Tuesday, August 16, 2016

THE PULP CALENDAR: August 16


None of my usual magazine sources looked that good for this day, so it's about time I said something about the love pulps. There's actually not much I can say about them. They certainly were immensely popular in their day, but a glance through the Fiction Mags Index shows considerable modern neglect. Let's face it: romance is probably the last thing we think of today when we think of pulp fiction. It gets a pass from some when it's a genre hybrid like Ranch Romances that has some credibility as a western, but otherwise it has no place in what retroactively has been defined as a man's world. You see the same thing in the history of comic books; romance titles proliferated throughout the Golden Age of Comics, with Jack "King" Kirby as one of the leading practitioners, but you can't even imagine a market for romance comics today, nor could you have for the last forty years. Yet back when "pulp" meant a publishing format rather than a sort of meta-genre, you could not have thought of the word without respecting the popularity of romance pulps. Love Story (today's cover comes from 1930) was Street & Smith's most popular title for much of its existence, and in 1930 it apparently had the biggest page count of the publisher's weeklies. Like Western Story and Wild West Weekly, it maintained a weekly schedule until 1943, long after Detective Story had dwindled to twice-a-month and then monthly. Love Story died with most of the rest of the Street & Smith fiction line in 1949, but was revived by Popular Publications for a short run in the 1950s. Meanwhile, Ranch Romances outlasted all other pulps (those that didn't convert to digests or men's magazines, that is), albeit in much-diminished form from 1958 through 1971.

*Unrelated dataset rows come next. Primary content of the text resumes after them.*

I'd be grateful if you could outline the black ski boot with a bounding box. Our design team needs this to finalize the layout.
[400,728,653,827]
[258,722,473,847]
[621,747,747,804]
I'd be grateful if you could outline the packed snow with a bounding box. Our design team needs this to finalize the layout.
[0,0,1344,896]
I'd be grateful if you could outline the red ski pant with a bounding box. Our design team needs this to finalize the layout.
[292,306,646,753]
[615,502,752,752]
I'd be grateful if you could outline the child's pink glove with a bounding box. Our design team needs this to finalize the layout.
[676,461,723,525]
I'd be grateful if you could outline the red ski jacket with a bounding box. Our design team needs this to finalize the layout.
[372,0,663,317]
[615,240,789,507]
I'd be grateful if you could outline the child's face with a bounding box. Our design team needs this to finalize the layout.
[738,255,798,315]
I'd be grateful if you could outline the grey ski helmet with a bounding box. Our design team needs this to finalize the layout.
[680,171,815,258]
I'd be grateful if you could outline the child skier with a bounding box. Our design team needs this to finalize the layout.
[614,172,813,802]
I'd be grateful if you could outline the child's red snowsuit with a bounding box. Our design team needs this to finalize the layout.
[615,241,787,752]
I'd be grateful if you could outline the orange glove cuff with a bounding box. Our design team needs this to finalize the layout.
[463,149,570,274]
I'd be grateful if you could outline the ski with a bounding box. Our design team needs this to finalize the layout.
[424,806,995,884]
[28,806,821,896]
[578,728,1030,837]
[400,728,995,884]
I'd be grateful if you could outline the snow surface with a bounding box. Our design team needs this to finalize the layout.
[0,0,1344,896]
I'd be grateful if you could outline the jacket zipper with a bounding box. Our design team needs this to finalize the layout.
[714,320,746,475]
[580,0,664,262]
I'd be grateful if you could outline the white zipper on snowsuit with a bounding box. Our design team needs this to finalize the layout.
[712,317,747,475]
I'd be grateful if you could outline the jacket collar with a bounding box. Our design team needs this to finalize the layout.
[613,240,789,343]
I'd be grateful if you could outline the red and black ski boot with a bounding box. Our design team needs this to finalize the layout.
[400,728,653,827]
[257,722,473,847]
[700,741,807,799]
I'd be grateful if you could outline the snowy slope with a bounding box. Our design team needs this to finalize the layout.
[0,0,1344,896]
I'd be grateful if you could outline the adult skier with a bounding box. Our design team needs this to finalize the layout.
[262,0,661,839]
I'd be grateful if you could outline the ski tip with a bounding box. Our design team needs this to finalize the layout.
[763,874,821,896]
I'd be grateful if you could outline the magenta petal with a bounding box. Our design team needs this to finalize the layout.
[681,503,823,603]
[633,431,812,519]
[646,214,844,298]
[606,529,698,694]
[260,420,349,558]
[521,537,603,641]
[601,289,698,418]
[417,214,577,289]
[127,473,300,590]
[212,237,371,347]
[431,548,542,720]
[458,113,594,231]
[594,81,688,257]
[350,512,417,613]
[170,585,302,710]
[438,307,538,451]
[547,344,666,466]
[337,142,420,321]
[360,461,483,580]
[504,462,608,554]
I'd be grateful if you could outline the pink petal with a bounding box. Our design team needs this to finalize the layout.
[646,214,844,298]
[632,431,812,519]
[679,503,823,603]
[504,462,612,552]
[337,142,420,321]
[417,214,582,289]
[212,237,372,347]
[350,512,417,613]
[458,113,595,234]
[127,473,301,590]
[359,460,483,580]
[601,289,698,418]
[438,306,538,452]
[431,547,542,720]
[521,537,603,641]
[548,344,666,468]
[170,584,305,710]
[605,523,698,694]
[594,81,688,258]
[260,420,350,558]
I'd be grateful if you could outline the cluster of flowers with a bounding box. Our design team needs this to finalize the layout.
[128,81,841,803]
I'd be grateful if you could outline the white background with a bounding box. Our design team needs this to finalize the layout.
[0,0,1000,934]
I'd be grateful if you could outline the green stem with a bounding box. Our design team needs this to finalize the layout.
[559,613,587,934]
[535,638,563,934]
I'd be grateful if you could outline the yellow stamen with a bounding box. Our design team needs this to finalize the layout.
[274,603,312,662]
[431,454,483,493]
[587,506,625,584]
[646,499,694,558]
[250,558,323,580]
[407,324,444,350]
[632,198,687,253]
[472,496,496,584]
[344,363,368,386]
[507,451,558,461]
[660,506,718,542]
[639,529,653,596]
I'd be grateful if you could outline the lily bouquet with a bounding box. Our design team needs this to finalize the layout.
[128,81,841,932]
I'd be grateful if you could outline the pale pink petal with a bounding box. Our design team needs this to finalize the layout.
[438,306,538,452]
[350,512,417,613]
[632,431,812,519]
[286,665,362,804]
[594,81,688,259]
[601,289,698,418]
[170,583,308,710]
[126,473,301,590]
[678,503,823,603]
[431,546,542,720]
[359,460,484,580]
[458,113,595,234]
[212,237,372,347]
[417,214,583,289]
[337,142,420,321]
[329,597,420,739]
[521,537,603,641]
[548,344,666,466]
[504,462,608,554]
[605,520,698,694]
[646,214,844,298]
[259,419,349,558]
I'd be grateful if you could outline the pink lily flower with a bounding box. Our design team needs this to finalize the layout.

Needless to say I've nothing to say about the authors of this issue. I will note that the cover is exceptional, but not unique, in its lack of a man. The woman's beau presumably is represented by the letter in her hand. And that's all I've got. I do wonder whether there was as great a difference in content between pulp and slick romance as there was (leaving aside differences in literary quality) between pulp fiction as we understand it today and slick fiction in general. There may simply have been so great an appetite for romance fiction that the slicks couldn't hope to satisfy it. Now, of course, there are Harlequin Romances and their competitors exist to satisfy what appetite remains. Considering that paperback original romances continue to be published after the demise last year of the remaining western series paperbacks (in print, at least) and most of the Gold Eagle action line, I guess that appetite remains relatively healthy.

2 comments:

  1. You mention that LOVE STORY died in 1949 with the rest of the Street & Smith pulps(WESTERN STORY, DETECTIVE STORY, DOC SAVAGE, SHADOW), but actually it died a couple years earlier in 1947. At one time the circulation hit 500,000-600,000. Only WESTERN STORY came close to that figure.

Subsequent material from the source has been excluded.